Anyone who played with building blocks knows the technique: the blocks have to be offset to build a stable structure. This is also true for a real building site. The building workers know just how to bond the stones in each individual place to create a bearing structure from the building plan. In addition the joint thickness and the mortar quality must be defined and complied with. In the Frauenkirche this was particularly difficult on the piers, the dome and other curved areas as well as where old and new stones were joined.
 
The ashlars were first laid on small spacer plates of lead to produce uniform joints. These plates were exactly the same height as the specified joint, i.e. normally 6 mm. A gap was thus created between the lower and upper rows of stones which was filled with liquid mortar. A special ‘pouring mortar for thin joints’ was developed for this purpose. To prevent the mortar from escaping at the other end, this was sealed with hemp rope. The rope was removed after the mortar had set and the joint then closed with joint mortar.
 
Special attention was paid to the eight inner piers. Bähr knew that these piers were of paramount importance for his bearing concept. But he had to estimate the flow of forces intuitively in the absence of scientific findings. Considering these prerequisites, his assumptions were remarkably true but not absolutely accurate. The flow of forces partially deviated from his predictions. Furthermore, the methods for testing materials were not nearly as sophisticated as those of today so that less suitable sandstone blocks were also used. Finally, the blocks could not be laid in Bähr's time with today's precision. This unfortunately led to severe building damage which became apparent through cracks in the piers, for example. 
 
These mistakes had to be avoided in the rebuilding project. Complicated calculations with regard to the bearing concept were carried out to correct the flow of loads in bearing structure planning.

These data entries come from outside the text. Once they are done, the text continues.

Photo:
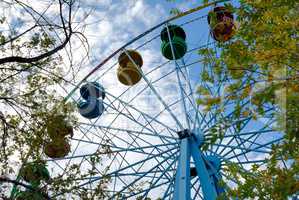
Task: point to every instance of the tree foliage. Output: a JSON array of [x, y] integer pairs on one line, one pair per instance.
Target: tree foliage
[[262, 63]]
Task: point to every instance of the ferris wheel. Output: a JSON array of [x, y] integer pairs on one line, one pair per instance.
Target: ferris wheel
[[142, 134]]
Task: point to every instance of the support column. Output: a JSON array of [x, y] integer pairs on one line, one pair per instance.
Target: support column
[[182, 179], [208, 188]]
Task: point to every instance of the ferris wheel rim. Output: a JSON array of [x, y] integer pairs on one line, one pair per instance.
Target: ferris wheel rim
[[193, 10]]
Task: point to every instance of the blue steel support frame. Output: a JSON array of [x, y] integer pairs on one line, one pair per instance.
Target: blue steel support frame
[[182, 179], [182, 189]]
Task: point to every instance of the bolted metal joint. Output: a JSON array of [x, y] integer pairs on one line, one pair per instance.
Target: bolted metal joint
[[184, 134]]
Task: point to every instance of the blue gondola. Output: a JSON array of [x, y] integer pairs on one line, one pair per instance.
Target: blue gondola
[[92, 89], [91, 108]]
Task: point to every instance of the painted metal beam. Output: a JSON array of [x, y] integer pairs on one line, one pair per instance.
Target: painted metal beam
[[182, 179]]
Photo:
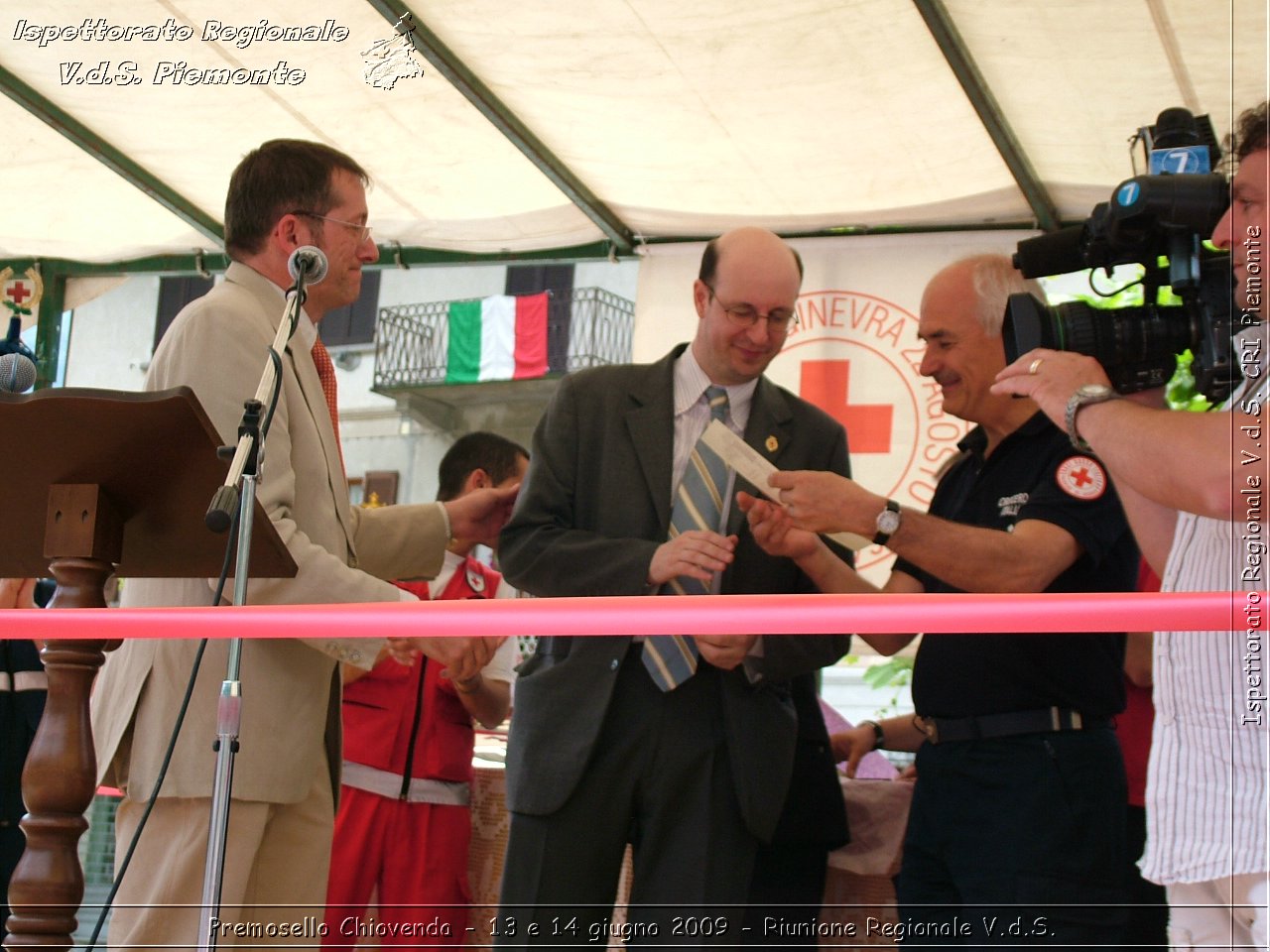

Only high quality sandstone ashlars whose strength had been tested and whose dimensions had to be within a tolerance of not more than 1.5 mm (!) were used for the piers. The pier base planes were enlarged and fewer (but bigger) individual ashlars were used per layer to reduce the number of joints. Finally, a very close eye was kept on compliance with the joint thickness and mortar quality so that the bearing capacity of the piers' stone work could be doubled as a result.